The main challenge is securing a reliable starting point for measuring progress in primary school; the consultation proposes moving this from the end of year 2 to early in Reception. The ability to measure progress is a fundamental feature of the school accountability system and, given that accountability is high-stakes in this country, it’s crucial the DfE gets this right. This won’t be an easy task. The potential for measurement errors is particularly great when assessing young children, and outcomes are highly dependent on the specific assessment: last year, the DfE abandoned plans to allow schools to choose from a range of baseline assessments offered by different suppliers due to a lack of comparability. With teacher assessment, there is also a risk that schools will be incentivised to underestimate pupils’ attainment at the baseline stage in order to show a greater level of progress by end of Key Stage 2.

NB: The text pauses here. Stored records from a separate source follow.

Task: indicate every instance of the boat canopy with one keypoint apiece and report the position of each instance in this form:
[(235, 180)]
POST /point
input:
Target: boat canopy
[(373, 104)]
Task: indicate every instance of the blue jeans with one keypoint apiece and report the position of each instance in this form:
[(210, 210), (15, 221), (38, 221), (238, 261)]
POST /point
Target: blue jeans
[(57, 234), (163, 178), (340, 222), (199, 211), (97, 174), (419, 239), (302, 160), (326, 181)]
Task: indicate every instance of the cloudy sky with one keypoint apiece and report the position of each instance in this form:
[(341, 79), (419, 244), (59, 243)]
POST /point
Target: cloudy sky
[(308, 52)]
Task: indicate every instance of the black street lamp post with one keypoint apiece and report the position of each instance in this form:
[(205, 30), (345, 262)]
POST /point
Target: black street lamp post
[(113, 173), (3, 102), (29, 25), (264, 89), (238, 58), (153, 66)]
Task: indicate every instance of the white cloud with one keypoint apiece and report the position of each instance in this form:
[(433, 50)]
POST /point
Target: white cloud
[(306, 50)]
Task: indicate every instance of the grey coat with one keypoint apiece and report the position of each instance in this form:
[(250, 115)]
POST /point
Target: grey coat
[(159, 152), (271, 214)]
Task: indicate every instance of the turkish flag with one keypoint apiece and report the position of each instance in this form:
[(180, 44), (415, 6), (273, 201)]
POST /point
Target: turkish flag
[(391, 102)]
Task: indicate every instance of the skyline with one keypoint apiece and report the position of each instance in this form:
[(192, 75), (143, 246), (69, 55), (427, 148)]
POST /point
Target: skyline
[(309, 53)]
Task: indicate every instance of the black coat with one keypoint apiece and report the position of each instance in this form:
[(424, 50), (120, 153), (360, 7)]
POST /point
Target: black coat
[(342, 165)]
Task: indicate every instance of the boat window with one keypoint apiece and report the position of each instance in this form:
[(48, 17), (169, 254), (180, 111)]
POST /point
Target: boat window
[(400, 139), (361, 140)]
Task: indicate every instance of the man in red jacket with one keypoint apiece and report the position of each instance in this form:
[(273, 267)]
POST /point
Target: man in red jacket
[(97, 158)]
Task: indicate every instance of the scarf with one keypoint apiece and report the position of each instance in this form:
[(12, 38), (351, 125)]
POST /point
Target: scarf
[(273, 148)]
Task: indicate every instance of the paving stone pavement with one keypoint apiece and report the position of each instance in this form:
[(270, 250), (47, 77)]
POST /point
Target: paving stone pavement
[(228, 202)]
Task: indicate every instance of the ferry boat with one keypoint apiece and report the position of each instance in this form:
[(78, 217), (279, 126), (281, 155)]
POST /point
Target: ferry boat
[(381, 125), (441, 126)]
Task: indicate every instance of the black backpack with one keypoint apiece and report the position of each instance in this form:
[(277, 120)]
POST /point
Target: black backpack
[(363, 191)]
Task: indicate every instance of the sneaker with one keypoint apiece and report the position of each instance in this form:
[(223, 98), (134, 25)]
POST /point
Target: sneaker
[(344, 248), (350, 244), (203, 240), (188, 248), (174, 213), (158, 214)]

Assessment of very young children remains controversial for other reasons. The perception among many parents is that assessment in a formal way is unnecessary and disrupts the joy of childhood and early learning. While the aim is to identify children who might need additional support, as well as to hold schools to account for the progress made by pupils across the attainment range, this hasn’t always been well-communicated to parents. And schools need to play their part too. I’ve heard countless anecdotes about Year 6 children having to stay behind at school to practise for their Key Stage 2 tests, and head teachers advising parents not to go on holiday over the Easter break.
While these behaviours are unlikely to happen in any Reception class, parents cannot be blamed for wondering whether it’s only a matter of time. Both schools and the DfE need to be clearer about the purpose of early assessment – it’s about ensuring that schools, not four-year-olds, are doing their job properly.